Since Otar Left

Since Otar Left | |
| Director: | Bernard Renucci |
| Cast: | Esther Gorintin, Nino Khomasuridze, Dinara Drukarova, Temour Kalandadze, Roussoudan Bolkvadze |
| Screen Writer: | Bernard Renucci |
| Genre: | Drama, Foreign |
It’s incredibly hard to tell someone that their loved one has passed on. When Georgian (as in the former Soviet Republic) doctor Otar suffers a fatal accident while working as an illegal immigrant laborer in Paris, his sister Marina (Nino Khomasuridze) and his niece Ada (Dinara Drukarova) can’t immediately summon the heart to tell his doting mother, Eka (Esther Gorintin).
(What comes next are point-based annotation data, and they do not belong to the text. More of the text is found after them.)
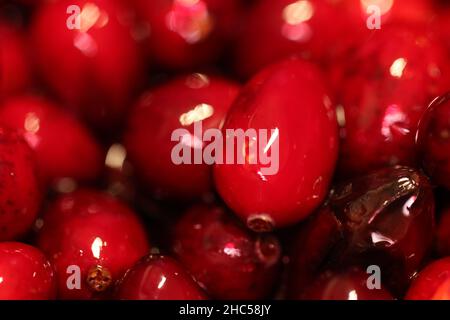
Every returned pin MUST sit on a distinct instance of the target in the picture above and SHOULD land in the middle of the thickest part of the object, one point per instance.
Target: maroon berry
(95, 233)
(228, 261)
(25, 273)
(158, 278)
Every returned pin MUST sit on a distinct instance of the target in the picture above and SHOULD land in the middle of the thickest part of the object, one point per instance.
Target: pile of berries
(109, 191)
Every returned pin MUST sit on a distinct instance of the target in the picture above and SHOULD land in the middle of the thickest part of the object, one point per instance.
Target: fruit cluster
(105, 189)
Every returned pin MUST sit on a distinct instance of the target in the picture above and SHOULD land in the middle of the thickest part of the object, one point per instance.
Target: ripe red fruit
(95, 68)
(433, 141)
(96, 233)
(384, 219)
(290, 101)
(158, 278)
(20, 193)
(15, 71)
(432, 283)
(63, 146)
(188, 33)
(179, 103)
(384, 93)
(25, 273)
(350, 284)
(228, 261)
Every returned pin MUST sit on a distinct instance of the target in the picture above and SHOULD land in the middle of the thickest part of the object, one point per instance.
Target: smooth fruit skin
(95, 232)
(351, 284)
(20, 192)
(94, 69)
(25, 272)
(158, 278)
(432, 283)
(64, 148)
(290, 101)
(177, 104)
(15, 69)
(227, 260)
(433, 141)
(184, 34)
(385, 89)
(384, 219)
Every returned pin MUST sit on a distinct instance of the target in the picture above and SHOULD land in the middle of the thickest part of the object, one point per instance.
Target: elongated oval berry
(227, 260)
(280, 148)
(433, 141)
(25, 272)
(432, 283)
(64, 148)
(20, 192)
(151, 137)
(91, 237)
(158, 278)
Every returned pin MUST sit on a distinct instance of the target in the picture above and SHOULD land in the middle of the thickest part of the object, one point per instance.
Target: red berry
(351, 284)
(95, 68)
(188, 33)
(95, 233)
(433, 141)
(15, 71)
(178, 104)
(432, 283)
(228, 261)
(158, 278)
(384, 93)
(290, 102)
(25, 273)
(45, 127)
(20, 193)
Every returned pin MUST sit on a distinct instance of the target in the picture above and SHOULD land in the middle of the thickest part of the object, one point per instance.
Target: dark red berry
(95, 233)
(228, 261)
(290, 102)
(158, 278)
(25, 273)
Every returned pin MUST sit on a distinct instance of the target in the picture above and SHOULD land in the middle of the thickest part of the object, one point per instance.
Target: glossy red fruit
(384, 219)
(15, 70)
(432, 283)
(188, 33)
(94, 68)
(290, 102)
(433, 141)
(228, 261)
(25, 272)
(63, 146)
(20, 192)
(158, 278)
(351, 284)
(178, 104)
(384, 92)
(98, 234)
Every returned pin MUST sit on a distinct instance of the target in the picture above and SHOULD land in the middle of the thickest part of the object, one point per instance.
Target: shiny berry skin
(158, 278)
(289, 101)
(177, 104)
(385, 219)
(350, 284)
(25, 272)
(20, 192)
(386, 89)
(95, 232)
(432, 283)
(227, 260)
(44, 126)
(15, 69)
(93, 69)
(184, 33)
(433, 141)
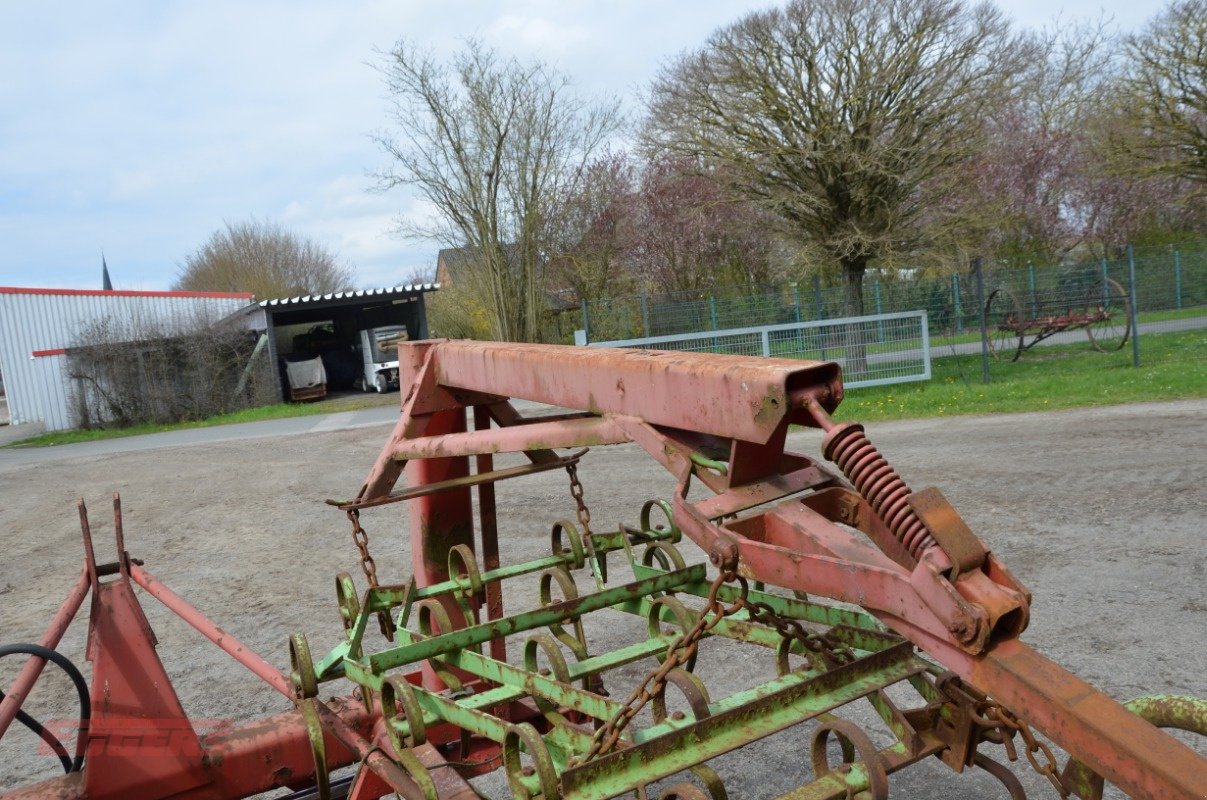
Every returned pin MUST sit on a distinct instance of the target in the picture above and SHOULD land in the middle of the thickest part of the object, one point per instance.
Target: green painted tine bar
(560, 612)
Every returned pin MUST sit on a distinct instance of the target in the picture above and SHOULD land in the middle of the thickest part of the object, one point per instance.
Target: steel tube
(233, 647)
(33, 669)
(1117, 743)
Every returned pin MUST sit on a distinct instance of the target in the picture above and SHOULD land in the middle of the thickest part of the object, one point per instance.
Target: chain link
(576, 491)
(1009, 723)
(361, 537)
(677, 654)
(824, 646)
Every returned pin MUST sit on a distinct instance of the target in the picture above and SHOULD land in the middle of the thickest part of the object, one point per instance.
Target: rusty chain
(824, 646)
(576, 491)
(677, 654)
(361, 538)
(1009, 723)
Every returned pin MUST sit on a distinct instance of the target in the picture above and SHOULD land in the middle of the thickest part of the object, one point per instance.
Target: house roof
(363, 293)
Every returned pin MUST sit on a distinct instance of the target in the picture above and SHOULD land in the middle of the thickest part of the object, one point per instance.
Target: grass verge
(279, 410)
(1044, 378)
But this initial lack of courage gradually snowballs into a mountainous lie, as Ada and Marina soon find themselves forging letters and even photographs from Otar to quench the elderly Eka’s thirst for news from him. Director Julie Bertucelli honed her chops as assistant director to the late Krzysztof Kieslowski on deux (Blue and White) of his esteemed “Trois Coleurs” films; his ability to milk a simple story for gently escalating emotional impact lives through Bertucelli here. But for all the thoughtful pleasures spun into Otar’s patient narrative, perhaps its greatest gift comes effortlessly, in allowing our eyes to roam around a corner of the world most of us will never see in the flesh, quietly accumulating details about what life there might be like.